Smiling puts people at ease. A first meeting can be extremely stressful, but when you smile it decreases your anxiety. Just make sure your smile is authentic. You don’t want to look cheesy or nervous.

2. A strong handshake

Don’t squeeze the other person’s hand too tight, but don’t hold it too limp. You should have a handshake that is somewhere between. There’s an art to a good handshake. Keep your right hand free so you don’t look like you’re fumbling. Stand up to shake someone’s hand. Make eye contact with the other person and smile. Shake from your elbow, not your wrist.

3. Speak clearly and warmly

When you meet someone, break the ice by telling them how nice it is to meet them. Speak with authority.
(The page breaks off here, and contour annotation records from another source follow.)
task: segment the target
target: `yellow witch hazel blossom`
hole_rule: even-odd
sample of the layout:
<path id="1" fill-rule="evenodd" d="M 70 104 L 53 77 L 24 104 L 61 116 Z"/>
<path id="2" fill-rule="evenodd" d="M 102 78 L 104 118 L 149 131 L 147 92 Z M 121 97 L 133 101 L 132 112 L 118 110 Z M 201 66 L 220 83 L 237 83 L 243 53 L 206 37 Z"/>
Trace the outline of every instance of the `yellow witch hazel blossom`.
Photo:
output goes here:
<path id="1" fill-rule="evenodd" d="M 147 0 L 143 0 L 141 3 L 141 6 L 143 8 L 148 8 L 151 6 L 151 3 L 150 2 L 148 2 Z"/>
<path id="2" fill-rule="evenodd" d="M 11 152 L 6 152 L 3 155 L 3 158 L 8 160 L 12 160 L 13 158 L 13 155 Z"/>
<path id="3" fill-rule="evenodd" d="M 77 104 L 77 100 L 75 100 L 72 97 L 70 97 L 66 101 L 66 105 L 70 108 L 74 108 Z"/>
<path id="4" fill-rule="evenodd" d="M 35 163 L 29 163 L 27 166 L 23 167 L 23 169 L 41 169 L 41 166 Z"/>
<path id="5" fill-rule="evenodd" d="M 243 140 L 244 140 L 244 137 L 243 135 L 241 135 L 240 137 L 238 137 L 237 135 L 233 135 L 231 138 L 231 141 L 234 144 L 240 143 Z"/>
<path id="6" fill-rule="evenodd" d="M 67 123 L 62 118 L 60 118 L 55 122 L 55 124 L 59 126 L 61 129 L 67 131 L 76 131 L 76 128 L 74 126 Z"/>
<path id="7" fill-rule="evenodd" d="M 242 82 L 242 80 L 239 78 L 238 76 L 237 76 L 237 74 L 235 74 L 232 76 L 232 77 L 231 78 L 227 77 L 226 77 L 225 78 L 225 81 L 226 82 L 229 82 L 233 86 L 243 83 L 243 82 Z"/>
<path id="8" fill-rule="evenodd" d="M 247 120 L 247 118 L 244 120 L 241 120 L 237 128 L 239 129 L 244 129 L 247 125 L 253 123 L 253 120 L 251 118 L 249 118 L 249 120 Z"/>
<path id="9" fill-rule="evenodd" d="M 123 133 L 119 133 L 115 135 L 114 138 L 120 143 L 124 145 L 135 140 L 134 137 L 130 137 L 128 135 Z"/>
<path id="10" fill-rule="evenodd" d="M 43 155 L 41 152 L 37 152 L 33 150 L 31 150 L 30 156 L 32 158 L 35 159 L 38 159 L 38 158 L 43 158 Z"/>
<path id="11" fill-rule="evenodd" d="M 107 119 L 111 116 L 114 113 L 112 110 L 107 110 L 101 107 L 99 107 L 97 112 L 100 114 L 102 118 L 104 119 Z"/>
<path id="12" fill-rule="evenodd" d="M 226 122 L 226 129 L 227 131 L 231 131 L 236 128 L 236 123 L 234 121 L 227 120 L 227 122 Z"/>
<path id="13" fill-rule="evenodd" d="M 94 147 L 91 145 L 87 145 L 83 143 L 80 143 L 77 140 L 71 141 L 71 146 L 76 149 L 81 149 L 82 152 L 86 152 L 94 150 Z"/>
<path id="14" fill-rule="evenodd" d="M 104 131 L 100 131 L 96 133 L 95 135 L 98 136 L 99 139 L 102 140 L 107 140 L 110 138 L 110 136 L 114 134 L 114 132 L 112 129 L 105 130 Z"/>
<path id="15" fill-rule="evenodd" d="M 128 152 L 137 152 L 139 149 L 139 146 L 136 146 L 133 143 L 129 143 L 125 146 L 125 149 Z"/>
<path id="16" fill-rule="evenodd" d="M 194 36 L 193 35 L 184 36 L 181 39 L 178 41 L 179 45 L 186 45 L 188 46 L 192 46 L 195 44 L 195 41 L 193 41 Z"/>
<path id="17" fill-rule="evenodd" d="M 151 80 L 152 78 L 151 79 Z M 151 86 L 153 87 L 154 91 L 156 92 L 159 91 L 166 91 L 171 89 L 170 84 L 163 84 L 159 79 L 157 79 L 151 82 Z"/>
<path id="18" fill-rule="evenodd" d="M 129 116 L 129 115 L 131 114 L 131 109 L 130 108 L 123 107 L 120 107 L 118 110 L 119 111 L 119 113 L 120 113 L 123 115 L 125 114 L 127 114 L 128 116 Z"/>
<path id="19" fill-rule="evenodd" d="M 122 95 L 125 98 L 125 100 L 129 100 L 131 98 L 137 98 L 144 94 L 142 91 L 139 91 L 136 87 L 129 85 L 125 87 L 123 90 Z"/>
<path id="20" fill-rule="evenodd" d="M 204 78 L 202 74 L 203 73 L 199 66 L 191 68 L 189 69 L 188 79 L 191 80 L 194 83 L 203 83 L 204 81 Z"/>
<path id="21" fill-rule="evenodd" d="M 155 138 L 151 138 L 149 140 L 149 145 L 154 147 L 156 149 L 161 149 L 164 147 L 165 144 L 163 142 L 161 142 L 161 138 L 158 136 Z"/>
Use a calm and steady voice.

4. Make eye contact

When you look someone in the eyes, it not only conveys confidence, it also demonstrates interest in what they have to say. Be careful it doesn’t come off as staring. Make sure to change your glance occasionally.

5. Watch your body language

Sit up straight. Don’t yawn. Sit still without fidgeting. Give the other person your attention. In fact, it’s a good idea to mirror their body language. It’s a subconscious way of building trust. Don’t draw attention to your flaws.

6. Present yourself well

You may not have an Armani suit, but you can make sure your clothes are clean and pressed. Clean your shoes. Make sure your fingernails are well manicured.

7. Have confidence in yourself

You might be judged on things you cannot change, such as your gender, age or attractiveness. If someone is that shallow, you probably don’t want to work for or be in business with them.

Probably the one best thing you can do when you meet someone is to just be confident in your abilities and talents.